Unraveling misconceptions about Chinese jurisprudence

Emory University School of Law |

When Teemu Ruskola tells people he works on Chinese law, he is often met with an incredulous response such as, “There’s no such thing!” These opinions made the Emory law professor even more curious about questions regarding who gets to decide what law is and who has it. What is at stake in asking these questions? And why is China historically associated with lawlessness and Oriental despotism, while the United States regards itself as a paradigm of the rule of law?

“If you want to think seriously about law and its significance in the modern world, you have to look at China,” Ruskola says. “If you want to think theoretically about any major Western discourse, whether it be politics, law, or economics, you have to think comparatively, even to understand and be aware of the categories that we use in our thinking.”

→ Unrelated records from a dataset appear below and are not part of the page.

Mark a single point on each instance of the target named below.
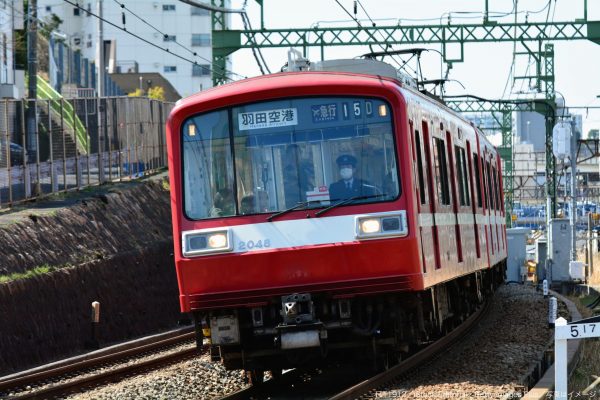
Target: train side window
(497, 188)
(498, 180)
(441, 171)
(477, 180)
(420, 169)
(466, 176)
(490, 195)
(462, 176)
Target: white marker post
(585, 328)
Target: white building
(186, 29)
(12, 82)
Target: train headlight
(206, 242)
(373, 226)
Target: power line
(123, 6)
(222, 74)
(248, 26)
(360, 26)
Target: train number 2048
(254, 244)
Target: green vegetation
(155, 92)
(64, 110)
(37, 271)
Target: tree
(157, 93)
(137, 93)
(50, 24)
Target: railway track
(322, 384)
(57, 381)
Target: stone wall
(120, 253)
(122, 218)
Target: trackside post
(585, 328)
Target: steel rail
(423, 356)
(109, 376)
(55, 373)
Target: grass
(37, 271)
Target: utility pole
(573, 190)
(32, 74)
(100, 91)
(100, 51)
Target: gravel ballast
(494, 359)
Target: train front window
(285, 152)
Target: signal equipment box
(559, 233)
(517, 246)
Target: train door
(455, 203)
(443, 217)
(464, 195)
(475, 189)
(430, 223)
(491, 215)
(423, 197)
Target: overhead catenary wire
(222, 74)
(164, 35)
(245, 21)
(360, 26)
(256, 52)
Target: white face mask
(346, 173)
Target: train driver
(349, 186)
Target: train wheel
(276, 373)
(255, 376)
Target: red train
(321, 215)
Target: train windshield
(306, 152)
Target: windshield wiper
(296, 207)
(348, 201)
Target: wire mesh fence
(52, 146)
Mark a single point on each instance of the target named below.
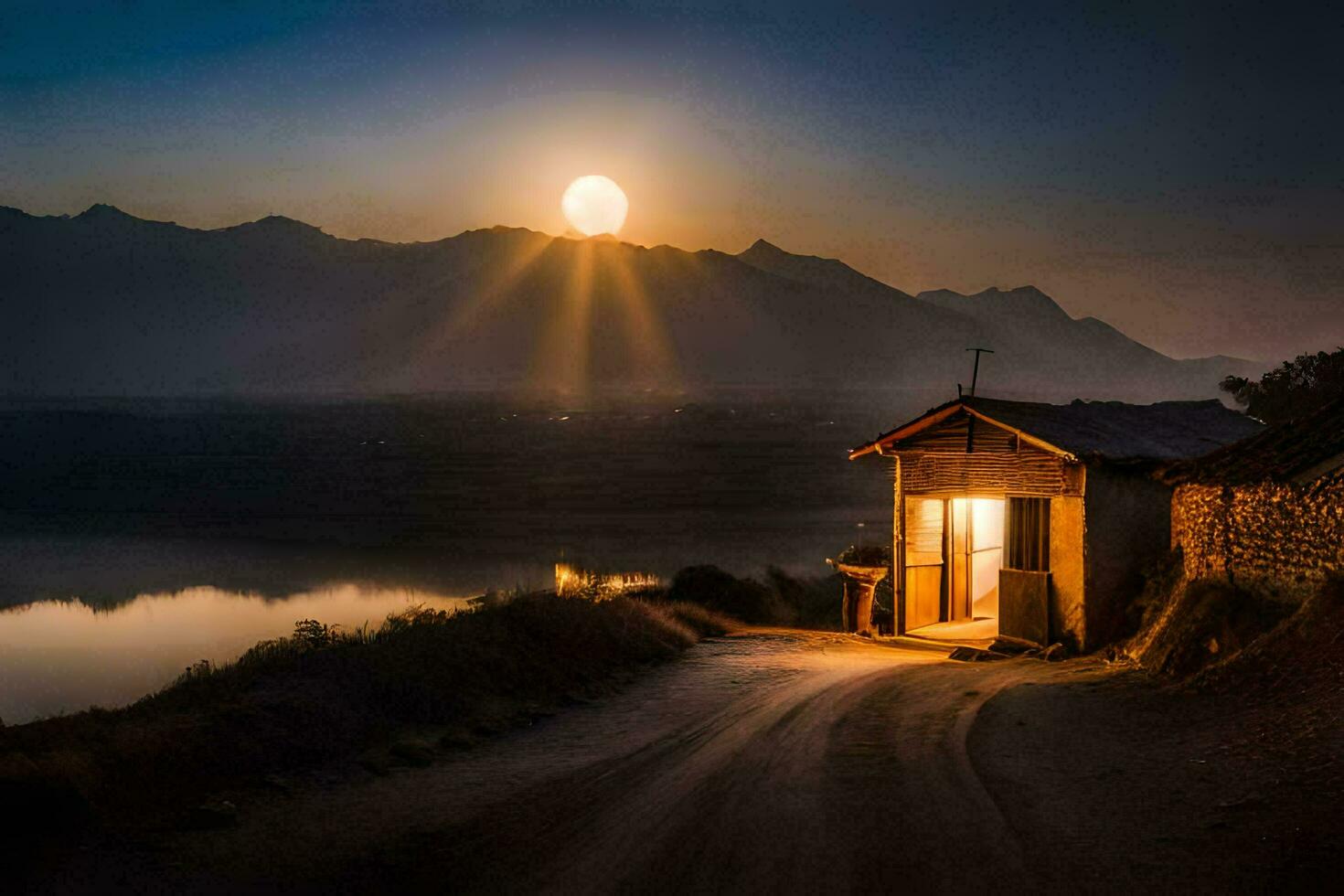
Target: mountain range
(108, 304)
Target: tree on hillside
(1293, 389)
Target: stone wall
(1287, 536)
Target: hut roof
(1095, 430)
(1301, 450)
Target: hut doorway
(952, 560)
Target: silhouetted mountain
(105, 303)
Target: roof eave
(941, 414)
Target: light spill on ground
(766, 761)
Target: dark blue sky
(1172, 168)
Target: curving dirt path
(771, 761)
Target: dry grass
(325, 695)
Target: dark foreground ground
(780, 761)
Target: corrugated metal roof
(1303, 450)
(1110, 430)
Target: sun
(594, 205)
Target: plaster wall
(1067, 617)
(1128, 529)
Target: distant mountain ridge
(106, 303)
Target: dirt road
(763, 762)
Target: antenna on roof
(975, 374)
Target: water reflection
(63, 656)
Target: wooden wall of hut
(937, 461)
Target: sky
(1174, 168)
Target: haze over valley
(108, 304)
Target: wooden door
(923, 560)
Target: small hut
(1035, 520)
(1267, 511)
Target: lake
(140, 536)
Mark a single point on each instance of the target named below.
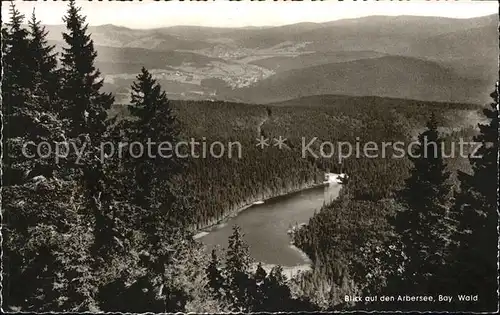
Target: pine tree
(16, 84)
(475, 260)
(215, 278)
(85, 106)
(423, 224)
(43, 65)
(153, 176)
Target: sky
(225, 13)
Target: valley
(429, 58)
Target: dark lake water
(265, 226)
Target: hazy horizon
(225, 14)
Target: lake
(265, 225)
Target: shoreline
(199, 233)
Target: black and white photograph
(218, 157)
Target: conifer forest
(236, 219)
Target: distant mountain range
(428, 58)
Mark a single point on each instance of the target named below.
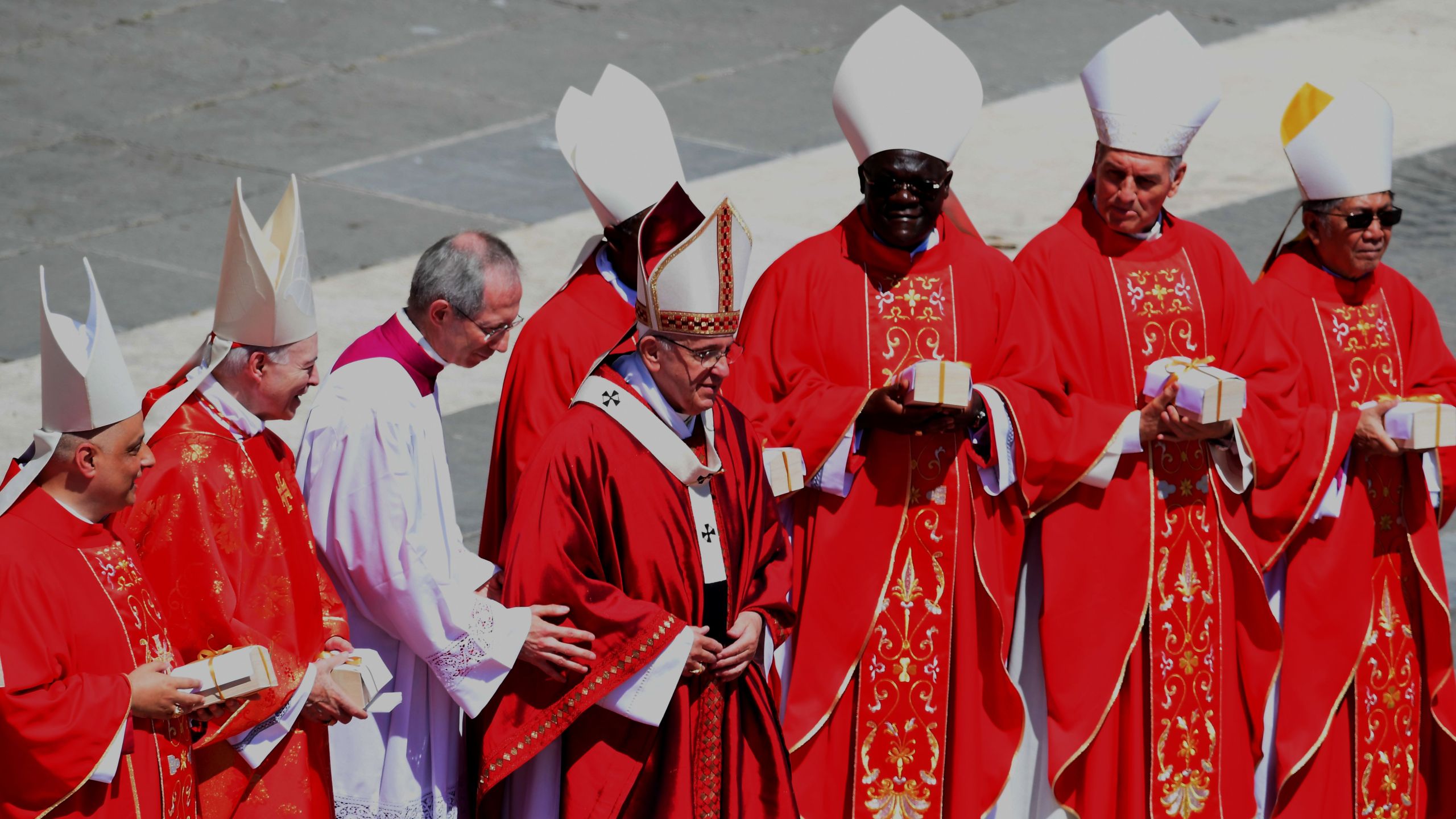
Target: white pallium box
(363, 677)
(232, 674)
(940, 384)
(785, 468)
(1421, 423)
(1207, 392)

Ruskola delved into these issues in his latest book, Legal Orientalism: China, the United States, and Modern Law (Harvard University Press 2013), a comparative study about ideas of law — along with its principles, formation, and effect. Indeed, the first Western observers of China were 16th-century Jesuit missionaries. These well-educated visitors had an extremely positive view of China and its legal system. The negative image didn’t become widespread until 18th- and 19th-century traders — neither well-educated nor particularly cultured — began to complain of China’s lawlessness.

Ruskola also looked at the effect the negative views of China’s legal system have had on the US legal order. For example, after encouraging Chinese immigration when cheap labor was needed to build the railroads, the US did an about-face by enacting a series of Chinese exclusion laws in the late 19th century. The Chinese challenged the laws under the US Constitution, but the US Supreme Court upheld them on the theory that the federal government possesses a “plenary power” to exclude immigrants, a kind of discretionary authority unconstrained by the Constitution. Paradoxically, Ruskola says, the desire to keep subjects of “Oriental despotism” outside the United States resulted in the establishment of a kind of legal despotism inside the United States.

Ruskola was drawn to study China early on, leaving Finland to study East Asian Studies at Stanford University. “I have always wanted to explore other ways of thinking, and China seemed the perfect subject, the opposite of Finland in my college freshman eyes,” he says. “In many ways, China is the significant civilizational ‘other,’ the opposite of the liberal, modern West.”

After graduating, he spent two years in Taiwan learning Mandarin — the sixth language he studied — and then attended Yale Law School. He practiced with Cleary Gottlieb Steen & Hamilton in New York and Hong Kong and then returned to Stanford to get a graduate degree in East Asian Studies. Prior to joining Emory, he was professor of law at American University in Washington, DC.

He was drawn to Emory by its strength in legal history, comparative law, and legal theory. “My project cuts across many disciplinary lines, both inside and outside of law,” says Ruskola. “It draws on history and postcolonial studies, for example, and Emory has great intellectual resources in both. The law school in particular is a place that has a long-standing tradition of taking interdisciplinary and cross-cultural study of law seriously, especially in its humanistic aspects.”

In addition to his responsibilities at Emory, Ruskola is an affiliated faculty member of the Finnish Centre for Chinese Law and Legal Culture, where he helps run two Chinese labor law–related projects funded by the Academy of Finland and hosted by the Law Faculty of the University of Helsinki.